A new direction…

Hi friends!

How’s everyone’s week going?

I’ve got a pretty unusual week for me.  I worked Sunday, I’m working this Saturday, which means that I have two days off mid week-Tuesday and Thursday.  I’ve been Monday to Friday for like two months.  This is gonna be weird!  Having days off on weekdays are really productive for me though.  I’m looking forward to getting some necessary things done around the house and having lots of “me time”.  I’m the type of person who needs “me time”, are you?  Or, do you always love being with other people?

Something that I’ve refrained from mentioning on my blog is that I’ve suffered from an eating disorder, anorexia.  From when I was about 15 till I was around 21 I was deeply in the disorder.  During this time there were a few spans of a couple months were I really thought I was or was close to being better but I really had no idea what “better” really was.  For the past few years (mainly in the last year) I’ve considered myself finally recovered.

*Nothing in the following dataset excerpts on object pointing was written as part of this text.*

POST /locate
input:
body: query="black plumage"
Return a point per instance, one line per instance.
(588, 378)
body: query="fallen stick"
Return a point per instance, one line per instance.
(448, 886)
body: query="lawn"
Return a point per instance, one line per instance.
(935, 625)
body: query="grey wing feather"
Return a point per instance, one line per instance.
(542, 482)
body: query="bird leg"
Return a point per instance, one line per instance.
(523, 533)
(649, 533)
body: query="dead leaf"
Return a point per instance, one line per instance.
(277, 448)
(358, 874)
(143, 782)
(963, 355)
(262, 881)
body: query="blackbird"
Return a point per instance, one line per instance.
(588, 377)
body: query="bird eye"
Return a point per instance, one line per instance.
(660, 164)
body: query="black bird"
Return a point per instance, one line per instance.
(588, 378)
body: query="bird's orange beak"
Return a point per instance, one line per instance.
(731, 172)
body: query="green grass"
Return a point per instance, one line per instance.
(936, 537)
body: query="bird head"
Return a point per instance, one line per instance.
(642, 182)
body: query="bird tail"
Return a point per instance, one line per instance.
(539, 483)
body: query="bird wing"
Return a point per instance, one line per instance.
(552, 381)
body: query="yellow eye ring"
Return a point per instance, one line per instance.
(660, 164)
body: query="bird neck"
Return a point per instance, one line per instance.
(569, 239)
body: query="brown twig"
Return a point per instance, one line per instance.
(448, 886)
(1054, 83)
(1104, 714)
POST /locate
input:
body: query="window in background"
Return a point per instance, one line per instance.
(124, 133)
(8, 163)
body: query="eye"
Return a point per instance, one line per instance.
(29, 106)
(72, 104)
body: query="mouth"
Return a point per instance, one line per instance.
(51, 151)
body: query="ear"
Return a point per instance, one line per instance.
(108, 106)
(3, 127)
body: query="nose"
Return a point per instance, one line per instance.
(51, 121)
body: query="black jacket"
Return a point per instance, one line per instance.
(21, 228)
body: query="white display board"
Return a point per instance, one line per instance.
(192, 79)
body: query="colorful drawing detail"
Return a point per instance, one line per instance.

Being recovered to me goes like this:

Day by day eating disorder thoughts cross my mind.    I’m really great at ignoring the thoughts telling me to under eat but I still really struggle with the types of foods I eat.  I have “safe” foods and foods that I’m not so comfortable having.  I’ve definitely come a long way and do frequently challenge myself with eating things out of my comfort zone but these times always require lots of thought.  I’ve also noticed that when I branch outside of my “safe” foods I now tend to overeat.  This is mostly due to that voice inside my head telling me that I won’t be eating this “forbidden” food for awhile so I better enjoy it.  Or sometimes I’m tired of living with these restrictions that I set for myself so I make myself eat a “forbidden” food even if I’m not hungry, even if I don’t feel like eating it……. this seems eating disorder-like as well.  I could go on and on about this sort of thing but I won’t.  To make this long story short- I’m not fully recovered.  I’ve got work to do.

What are my goals?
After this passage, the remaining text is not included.